また、桃子の夫・真守役にはTVドラマやバラエティ番組で活躍し、独自のキャラクターが定着しつつあった小泉孝太郎が、主要な役に挑み新しい側面を見せます。
他に真守の愛人・奈央役をTVドラマ「仮面ライダードライブ」で悪役ヒロインを演じ、『コーポ・ア・コーポ』(2023)で主演を務めた馬場ふみか、名バイブレイヤーとして多くの話題作に出演する風吹ジュンなど、実力派俳優が脇を固めます。
映画『愛に乱暴』のあらすじとネタバレ
(C)2013 吉田修一/新潮社 (C)2024 「愛に乱暴」製作委員会
ゴミ出しの朝、桃子は母屋で暮らす義母・照子に出すゴミはないか声をかけます。結婚して8年になる桃子と照子の関係は概ね良好です。
ごみの集積所へ行くと分別されず捨てられた空き缶が転がっていて、桃子は軽くため息をつき、一旦家に戻りレジ袋を持って戻ると空き缶を拾い集めます。
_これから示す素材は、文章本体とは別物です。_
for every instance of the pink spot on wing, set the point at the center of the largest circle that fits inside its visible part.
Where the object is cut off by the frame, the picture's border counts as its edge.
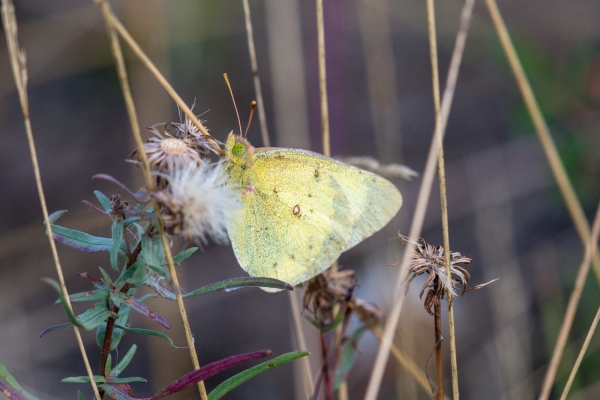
(248, 189)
その様子をみつめる若い男に桃子は気づき、いぶかしい気持ちになります。若者は自転車でどこかへ行ってしまいますが、そこからそう離れていない場所で、白煙が上がっているのを見つけサイレンも聞こえてきます。
桃子は週に2回、手作り石けんを作る教室の講師をしています。桃子が勤めていた会社が運営をし、浅尾という男性社員が担当しています。
浅尾は桃子に講座が好評であることを伝えると、桃子はさらに大きく展開したいと企画書を取り出し、元上司の鰐淵に渡してほしいと託します。
桃子が帰宅すると近所の主婦たちが警察官と話をしていて、桃子に気づいた警官の1人が近づき、周辺で不審火が続いていると話します。
不審火という物騒なできごとの他に、桃子には心配事がありました。“ピーちゃん”と名付け可愛がっていた野良猫が姿を見せなくなったからです。
そんな気がかりがありながらも、桃子は手の込んだ料理を作ったり、欲しかった高級メーカーのカップ&ソーサを入手したりしながら、充実した生活に勤しみます。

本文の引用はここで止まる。